Kargar Soudabeh, Borisch Eric A, Froemming Adam T, Kawashima Akira, Mynderse Lance A, Stinson Eric G, Trzasko Joshua D, Riederer Stephen J
Biomedical Engineering and Physiology Program, Mayo Graduate School, Rochester, MN, United States; Department of Radiology, Mayo Clinic, Rochester, MN, United States.
Department of Radiology, Mayo Clinic, Rochester, MN, United States.
Magn Reson Imaging. 2018 May;48:50-61. doi: 10.1016/j.mri.2017.12.021. Epub 2017 Dec 24.
To describe an efficient numerical optimization technique using non-linear least squares to estimate perfusion parameters for the Tofts and extended Tofts models from dynamic contrast enhanced (DCE) MRI data and apply the technique to prostate cancer.
Parameters were estimated by fitting the two Tofts-based perfusion models to the acquired data via non-linear least squares. We apply Variable Projection (VP) to convert the fitting problem from a multi-dimensional to a one-dimensional line search to improve computational efficiency and robustness. Using simulation and DCE-MRI studies in twenty patients with suspected prostate cancer, the VP-based solver was compared against the traditional Levenberg-Marquardt (LM) strategy for accuracy, noise amplification, robustness to converge, and computation time.
The simulation demonstrated that VP and LM were both accurate in that the medians closely matched assumed values across typical signal to noise ratio (SNR) levels for both Tofts models. VP and LM showed similar noise sensitivity.

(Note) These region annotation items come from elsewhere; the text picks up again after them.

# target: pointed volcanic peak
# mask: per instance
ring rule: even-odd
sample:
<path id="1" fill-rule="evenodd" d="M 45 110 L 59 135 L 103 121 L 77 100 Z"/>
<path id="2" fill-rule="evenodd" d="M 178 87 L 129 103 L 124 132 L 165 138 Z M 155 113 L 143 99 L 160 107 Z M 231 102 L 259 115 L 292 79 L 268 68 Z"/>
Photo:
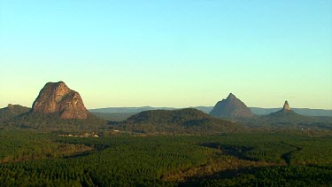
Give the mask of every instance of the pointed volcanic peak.
<path id="1" fill-rule="evenodd" d="M 210 115 L 218 118 L 251 118 L 254 116 L 245 104 L 232 93 L 226 99 L 219 101 L 211 111 Z"/>
<path id="2" fill-rule="evenodd" d="M 285 103 L 283 104 L 283 107 L 282 110 L 270 113 L 268 116 L 285 117 L 285 116 L 301 116 L 301 115 L 295 113 L 293 110 L 291 110 L 289 102 L 286 100 Z"/>
<path id="3" fill-rule="evenodd" d="M 89 115 L 80 94 L 63 82 L 46 83 L 34 102 L 32 112 L 55 113 L 62 119 L 87 119 Z"/>

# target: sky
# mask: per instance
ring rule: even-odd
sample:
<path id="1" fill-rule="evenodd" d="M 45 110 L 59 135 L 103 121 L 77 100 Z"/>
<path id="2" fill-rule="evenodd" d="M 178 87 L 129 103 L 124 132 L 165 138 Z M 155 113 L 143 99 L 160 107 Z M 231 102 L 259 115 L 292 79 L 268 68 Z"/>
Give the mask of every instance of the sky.
<path id="1" fill-rule="evenodd" d="M 332 1 L 0 0 L 0 107 L 58 81 L 87 108 L 332 109 Z"/>

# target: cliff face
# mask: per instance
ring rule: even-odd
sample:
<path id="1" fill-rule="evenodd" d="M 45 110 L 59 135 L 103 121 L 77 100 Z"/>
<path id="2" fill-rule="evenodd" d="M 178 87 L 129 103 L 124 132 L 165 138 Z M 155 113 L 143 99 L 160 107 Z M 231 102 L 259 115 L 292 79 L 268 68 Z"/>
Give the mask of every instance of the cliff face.
<path id="1" fill-rule="evenodd" d="M 32 112 L 57 113 L 62 119 L 87 119 L 89 116 L 80 94 L 63 82 L 46 83 L 35 100 Z"/>
<path id="2" fill-rule="evenodd" d="M 254 114 L 243 102 L 230 93 L 226 99 L 222 99 L 215 105 L 210 115 L 227 118 L 250 118 Z"/>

Studies using the patient data showed that the VP method reliably converged and matched results from LM with approximate 3× and 2× reductions in computation time for the standard (two-parameter) and extended (three-parameter) Tofts models. While LM failed to converge in 14% of the patient data, VP converged in the ideal 100%.
The VP-based method for non-linear least squares estimation of perfusion parameters for prostate MRI is equivalent in accuracy and robustness to noise, while being more reliably (100%) convergent and computationally about 3× (TM) and 2× (ETM) faster than the LM-based method.

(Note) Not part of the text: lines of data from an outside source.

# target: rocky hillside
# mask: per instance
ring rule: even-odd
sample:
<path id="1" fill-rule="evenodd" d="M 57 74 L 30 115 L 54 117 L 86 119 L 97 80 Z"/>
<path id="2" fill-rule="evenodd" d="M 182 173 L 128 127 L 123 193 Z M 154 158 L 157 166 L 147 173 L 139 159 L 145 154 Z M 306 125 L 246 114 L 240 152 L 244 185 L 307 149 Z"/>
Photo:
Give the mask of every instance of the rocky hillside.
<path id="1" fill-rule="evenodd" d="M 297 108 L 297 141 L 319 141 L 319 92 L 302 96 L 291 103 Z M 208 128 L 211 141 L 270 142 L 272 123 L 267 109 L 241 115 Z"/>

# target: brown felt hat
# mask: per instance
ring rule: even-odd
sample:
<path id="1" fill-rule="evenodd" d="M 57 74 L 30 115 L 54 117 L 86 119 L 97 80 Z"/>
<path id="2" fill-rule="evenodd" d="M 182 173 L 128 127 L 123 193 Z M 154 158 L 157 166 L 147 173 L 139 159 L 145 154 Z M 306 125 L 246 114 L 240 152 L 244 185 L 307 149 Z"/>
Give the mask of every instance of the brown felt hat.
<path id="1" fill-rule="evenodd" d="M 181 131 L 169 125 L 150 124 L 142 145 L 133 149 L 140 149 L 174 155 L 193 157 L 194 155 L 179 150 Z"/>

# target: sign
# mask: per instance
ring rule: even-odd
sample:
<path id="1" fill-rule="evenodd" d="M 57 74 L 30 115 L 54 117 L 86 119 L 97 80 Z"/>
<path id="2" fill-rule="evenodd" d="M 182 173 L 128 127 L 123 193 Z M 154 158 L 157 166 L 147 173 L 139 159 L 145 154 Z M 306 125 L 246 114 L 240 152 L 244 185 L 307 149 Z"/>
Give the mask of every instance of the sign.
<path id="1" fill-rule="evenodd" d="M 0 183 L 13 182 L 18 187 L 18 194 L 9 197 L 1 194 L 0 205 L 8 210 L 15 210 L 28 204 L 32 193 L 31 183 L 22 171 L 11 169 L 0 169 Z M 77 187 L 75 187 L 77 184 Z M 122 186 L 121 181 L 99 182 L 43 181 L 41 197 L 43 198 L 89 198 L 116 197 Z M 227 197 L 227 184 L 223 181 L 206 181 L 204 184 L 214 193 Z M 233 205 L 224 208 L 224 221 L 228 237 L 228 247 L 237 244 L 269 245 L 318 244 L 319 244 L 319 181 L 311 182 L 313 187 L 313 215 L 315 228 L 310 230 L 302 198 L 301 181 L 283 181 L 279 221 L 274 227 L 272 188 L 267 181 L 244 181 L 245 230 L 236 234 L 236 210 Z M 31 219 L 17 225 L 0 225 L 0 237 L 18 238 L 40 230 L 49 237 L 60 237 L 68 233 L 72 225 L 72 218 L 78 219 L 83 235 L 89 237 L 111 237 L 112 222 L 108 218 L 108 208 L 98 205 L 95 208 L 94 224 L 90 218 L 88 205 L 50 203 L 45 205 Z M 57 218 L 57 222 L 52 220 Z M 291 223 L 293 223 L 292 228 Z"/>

描述一种高效的数值优化技术,该技术使用非线性最小二乘法从动态对比增强(DCE)MRI数据中估计Tofts模型和扩展Tofts模型的灌注参数,并将该技术应用于前列腺癌。
通过非线性最小二乘法将基于Tofts的两个灌注模型拟合到采集的数据来估计参数。我们应用变量投影(VP)将拟合问题从多维转换为一维线搜索,以提高计算效率和鲁棒性。在20例疑似前列腺癌患者中进行模拟和DCE-MRI研究,将基于VP的求解器与传统的Levenberg-Marquardt(LM)策略在准确性、噪声放大、收敛鲁棒性和计算时间方面进行比较。
模拟表明,VP和LM在准确性方面都表现良好,即对于两个Tofts模型,在典型信噪比(SNR)水平下,中位数与假设值紧密匹配。VP和LM表现出相似的噪声敏感性。使用患者数据的研究表明,对于标准(双参数)和扩展(三参数)Tofts模型,VP方法可靠收敛,并且与LM的结果匹配,计算时间分别减少了约3倍和2倍。虽然LM在14%的患者数据中未能收敛,但VP的收敛率达到了理想的100%。
基于VP的前列腺MRI灌注参数非线性最小二乘估计方法在准确性和对噪声的鲁棒性方面相当,同时比基于LM的方法更可靠(100%)收敛,计算速度快约3倍(TM)和2倍(ETM)。